Evans uses his speed off the line to quickly get defenders on their heels and into their turns. Despite the fact he lifts up in his routes, his quickness in and out of cuts prevents high school defenders from running with him. What also sets Evans apart as a route runner is his ability in the slot and his instincts working against zone coverages. Evans is able to work the deep middle of the field and find open spots between the safety and linebacker level. He also shows the ability to cross the field and find soft spots in zones.
As he transitions into college, Evans will need to learn to use his hands and quickness to beat jams and defenders attempting to re-route him. He is able to get away with his current technique but in college bigger and stronger defenders will give him problems until he develops the ability to beat them.
I really like the way Evans catches the football. He has strong hands and catches the ball away from his body. As with his route running, his body control when catching the football is also excellent. Whether it's a jump ball in the end zone, a pass thrown behind his back or an under-thrown deep ball, Evans shows the ability to easily adjust to poorly thrown footballs.
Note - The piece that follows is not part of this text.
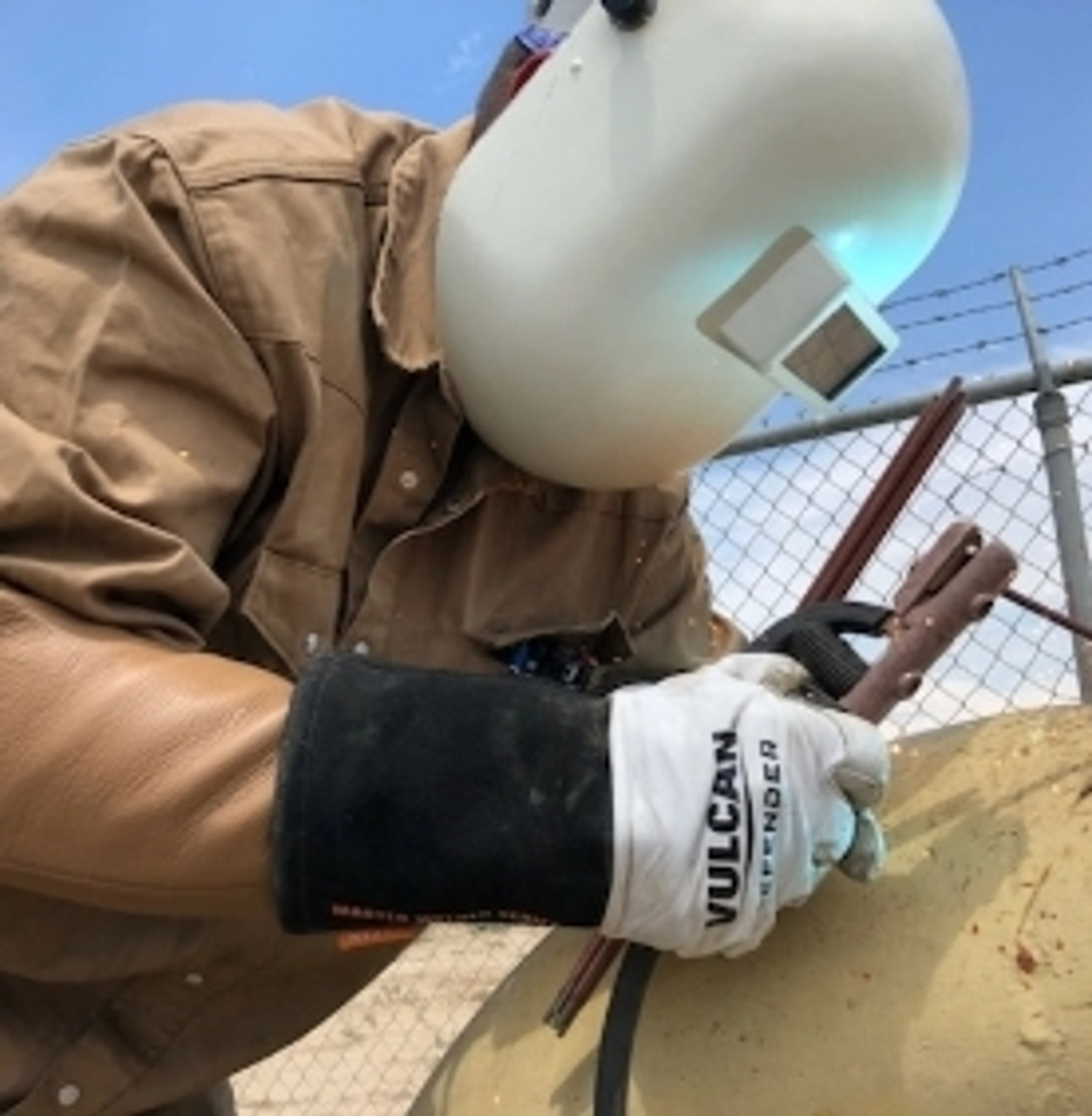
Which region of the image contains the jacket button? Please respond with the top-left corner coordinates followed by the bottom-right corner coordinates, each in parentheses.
top-left (57, 1085), bottom-right (84, 1108)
Evans also plays the game with quite a bit of confidence and swagger which I really like in a wide receiver.
As a wide receiver, Evans isn't a game-breaker with the ball in his hands. Where he will dominate is as a route runner and using his speed and quickness to get open and find creases. He has the ability to make plays with the ball but it's not his greatest strength. This is interesting because as a kick returner he does show explosiveness with the ball. What's interesting is that his big-play ability as a returner is what makes him such a dangerous route runner. He isn't a force as a returner because he jukes people all over the field and makes tremendous cuts. He is a force because he is able to get up-field so quickly, is so smooth weaving around traffic, and his ability to find holes and openings. Evans isn't a shaker but uses his athletic ability to get to the end zone as quickly as possible.
I'm a fan of Shaquelle Evans game as a wide receiver. He shows me all the intangibles needed to be an outstanding college football player. Based on his interviews he also shows some maturity off the field, which is why I believe Notre Dame is still in the mix for him. It is going to be very hard for Notre Dame to lure this standout away from California, but with the Irish track record in recent seasons I won't bet against them.
Evans is suited very well for the Notre Dame offense. The Irish offense is one built around schemes more so than individual playmakers. The kind of players who excel in this offense are good athletes who understand defenses, have the athletic ability to beat defenders one on one, and can make catches in tough spots. That is what Shaquelle Evans game is all about. Whoever lands Evans has a player with the talent and potential to put up excellent numbers as a college wideout.